Title :
Speech retrieval with video parsing for television news programs
Author :
Meng, Helen M. ; Tang, Xiaoou ; Hui, Pui Yu ; Gao, Xinbo ; Li, Yuk Chi
Author_Institution :
Human-Computer Commun. Lab., Chinese Univ. of Hong Kong, Shatin, China
Abstract :
We have been working on speech retrieval from Chinese (Cantonese) television news programs. The use of automatic speech recognition for audio indexing produces imperfect transcriptions, and recognition errors affect retrieval performance. A news story typically contains a brief report by the anchor person(s) in the studio, as well as news footage from the field.
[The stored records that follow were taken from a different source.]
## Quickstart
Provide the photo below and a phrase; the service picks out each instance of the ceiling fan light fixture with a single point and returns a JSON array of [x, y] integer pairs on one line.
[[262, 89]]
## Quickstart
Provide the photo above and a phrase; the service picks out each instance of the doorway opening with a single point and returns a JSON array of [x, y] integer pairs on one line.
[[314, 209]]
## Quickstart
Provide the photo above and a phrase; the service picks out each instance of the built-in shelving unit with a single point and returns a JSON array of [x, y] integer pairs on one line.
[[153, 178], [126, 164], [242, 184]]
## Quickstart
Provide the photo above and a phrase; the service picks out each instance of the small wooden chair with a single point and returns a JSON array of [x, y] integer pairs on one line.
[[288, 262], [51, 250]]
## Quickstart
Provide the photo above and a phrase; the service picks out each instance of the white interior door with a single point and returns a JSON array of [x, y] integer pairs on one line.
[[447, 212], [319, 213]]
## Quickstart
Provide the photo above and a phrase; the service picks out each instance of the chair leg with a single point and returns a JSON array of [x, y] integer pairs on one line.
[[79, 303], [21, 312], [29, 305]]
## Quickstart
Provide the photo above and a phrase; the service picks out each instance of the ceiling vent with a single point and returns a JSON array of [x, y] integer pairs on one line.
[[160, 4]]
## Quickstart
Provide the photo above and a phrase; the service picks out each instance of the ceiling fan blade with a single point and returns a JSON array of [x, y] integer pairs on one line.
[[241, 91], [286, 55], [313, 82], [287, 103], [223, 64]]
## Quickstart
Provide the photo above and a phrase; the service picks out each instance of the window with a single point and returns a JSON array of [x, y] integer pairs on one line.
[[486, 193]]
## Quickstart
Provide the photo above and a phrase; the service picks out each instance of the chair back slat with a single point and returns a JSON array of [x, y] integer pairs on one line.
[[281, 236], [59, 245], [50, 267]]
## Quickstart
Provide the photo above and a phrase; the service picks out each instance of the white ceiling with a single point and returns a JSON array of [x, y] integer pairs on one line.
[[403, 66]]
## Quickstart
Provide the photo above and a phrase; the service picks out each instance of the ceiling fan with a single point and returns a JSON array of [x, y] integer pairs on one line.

Investigation shows that our recognizer performs better when indexing audio from the studio, compared to that from the field. In order to automatically extract the "reliable" audio segments for speech retrieval, we attempt to detect studio-to-field transitions by means of video parsing. Our study is based on 146 news stories collected from local television Cantonese news programs. We formulated a known-item retrieval task and adopted the average inverse rank (AIR) as our evaluation metric. Retrieval is performed based on syllable bigram units, augmented with skipped syllable bigrams. Retrieval using the entire audio track of each news story gave AIR=0.759. With the incorporation of video parsing, we performed retrieval based only on the studio recordings, which produced AIR=0.768
Keywords :
content-based retrieval; database indexing; feature extraction; multimedia databases; speech recognition; video signal processing; Cantonese speech; Chinese speech; audio indexing; audio segments; automatic extraction; automatic speech recognition; average inverse rank; known-item retrieval task; multimedia information retrieval; retrieval evaluation; skipped syllable bigrams; speech retrieval; studio-to-field transitions; syllable bigram units; television news programs; video parsing; Automatic speech recognition; Content based retrieval; Digital audio broadcasting; Digital video broadcasting; Indexing; Information retrieval; Laboratories; Natural languages; TV broadcasting; Video on demand;
Conference_Titel :
Acoustics, Speech, and Signal Processing, 2001. Proceedings. (ICASSP '01). 2001 IEEE International Conference on
Conference_Location :
Salt Lake City, UT
Print_ISBN :
0-7803-7041-4
DOI :
10.1109/ICASSP.2001.941191